Short and long term market returns are due to different drivers
The recent international market volatility should be seen as a buying opportunity for investors that believe in fundamentals, and understand that fundamentals don’t change in the space of three or four weeks.
In fact the recent volatility is a reflection of some institutional investors getting anxious and wanting to ensure that their money is safe, or so says Juan Nevado – director of strategy and operations at M&G Investments in the UK – who was speaking about behavioural investing and how markets price risk at the Prudential Portfolio Managers investment conference in Cape Town.
The give-away clue, according to Nevado, was the speed with which the markets moved in January, and the massive panic that was evident, especially when one considers that global equities had their highest yield in 15 years, in that month. Global yields went up one percent in one month.
More recently the South African market has moved up 20% in four weeks, following the doom and gloom of January, and yet the fundamentals haven’t changed at all.
Nevado says while the textbook explanation that fundamentals drive the markets is certainly true for the long-term, sentiment and human emotion generally drive market movements over the short-term.

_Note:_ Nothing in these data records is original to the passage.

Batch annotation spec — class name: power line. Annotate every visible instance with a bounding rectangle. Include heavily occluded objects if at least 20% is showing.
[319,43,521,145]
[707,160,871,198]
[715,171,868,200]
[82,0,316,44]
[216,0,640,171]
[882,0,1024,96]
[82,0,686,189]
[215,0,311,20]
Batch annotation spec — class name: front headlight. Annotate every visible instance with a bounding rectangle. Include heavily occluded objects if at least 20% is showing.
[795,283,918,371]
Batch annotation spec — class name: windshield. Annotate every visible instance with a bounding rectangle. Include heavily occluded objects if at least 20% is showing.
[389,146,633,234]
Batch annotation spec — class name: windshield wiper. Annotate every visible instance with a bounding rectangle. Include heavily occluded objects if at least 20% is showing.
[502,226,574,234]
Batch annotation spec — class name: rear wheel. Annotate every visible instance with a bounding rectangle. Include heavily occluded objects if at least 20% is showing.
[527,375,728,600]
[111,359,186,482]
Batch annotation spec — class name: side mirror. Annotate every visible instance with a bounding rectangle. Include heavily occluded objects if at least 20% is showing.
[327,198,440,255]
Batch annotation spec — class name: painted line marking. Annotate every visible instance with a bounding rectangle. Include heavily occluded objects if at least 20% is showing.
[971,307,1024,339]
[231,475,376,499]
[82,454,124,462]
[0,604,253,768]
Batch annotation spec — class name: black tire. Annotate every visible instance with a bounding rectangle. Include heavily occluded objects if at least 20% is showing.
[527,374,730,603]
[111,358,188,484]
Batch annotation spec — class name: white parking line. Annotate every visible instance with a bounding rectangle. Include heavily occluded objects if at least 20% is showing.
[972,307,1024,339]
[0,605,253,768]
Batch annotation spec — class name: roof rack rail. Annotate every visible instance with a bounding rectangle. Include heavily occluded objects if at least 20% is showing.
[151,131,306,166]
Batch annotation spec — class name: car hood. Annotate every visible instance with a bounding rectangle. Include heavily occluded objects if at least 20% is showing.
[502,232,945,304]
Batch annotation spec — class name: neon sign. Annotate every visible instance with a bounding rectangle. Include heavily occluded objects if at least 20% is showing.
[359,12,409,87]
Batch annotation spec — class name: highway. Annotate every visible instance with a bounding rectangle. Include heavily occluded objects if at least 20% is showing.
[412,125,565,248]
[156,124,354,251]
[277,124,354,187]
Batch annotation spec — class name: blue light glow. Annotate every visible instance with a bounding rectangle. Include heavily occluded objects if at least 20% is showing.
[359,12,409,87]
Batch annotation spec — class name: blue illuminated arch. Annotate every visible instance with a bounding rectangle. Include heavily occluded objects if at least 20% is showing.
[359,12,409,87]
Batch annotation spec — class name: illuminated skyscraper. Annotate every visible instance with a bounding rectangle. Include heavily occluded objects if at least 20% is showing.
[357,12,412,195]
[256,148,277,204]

Asset prices over the long-term are a function of economic fundamentals, such as inflation, profits, interest rates and human emotion, but over the short-term it is clear that fundamentals move far less than asset prices.
“It is the impact of investor sentiment on the short-term pricing of assets on the stock market that create the buying opportunities, but these opportunities still need to fit into a long-term strategy.”
The Australian market in January was another case in point. In December their market was neutrally priced. By early January the market was dropping 20% as people started worrying about loosing money, and not because the fundamentals had changed.
If more proof were needed Nevado says that one should only look at that happened to the Thailand equity markets when that government announced the introduction of capital controls – the market fell 18%. The net day the government reacts and reverses the decision and the market rallies, only to drop by 20% a few weeks later, without any change to the fundamentals. The problem was that there was now a perception of riskiness.
January was a classic case of negative feedback, which in effect caused dropping share prices dropping even further. The mental scares are present in investors’ minds, which meant that while profits have been going up, equity prices haven’t increased as much. Investors simply didn’t believe the valuations and pe, expecting the market to crash.
Where does this leave the South African investor?
The bottom line is that investors with a well-diversified basket of stocks have no need to panic. While diversification will not shield investors from market volatility, it makes the inevitable movement of the markets much more palatable and allows room for taking advantage of buying opportunities.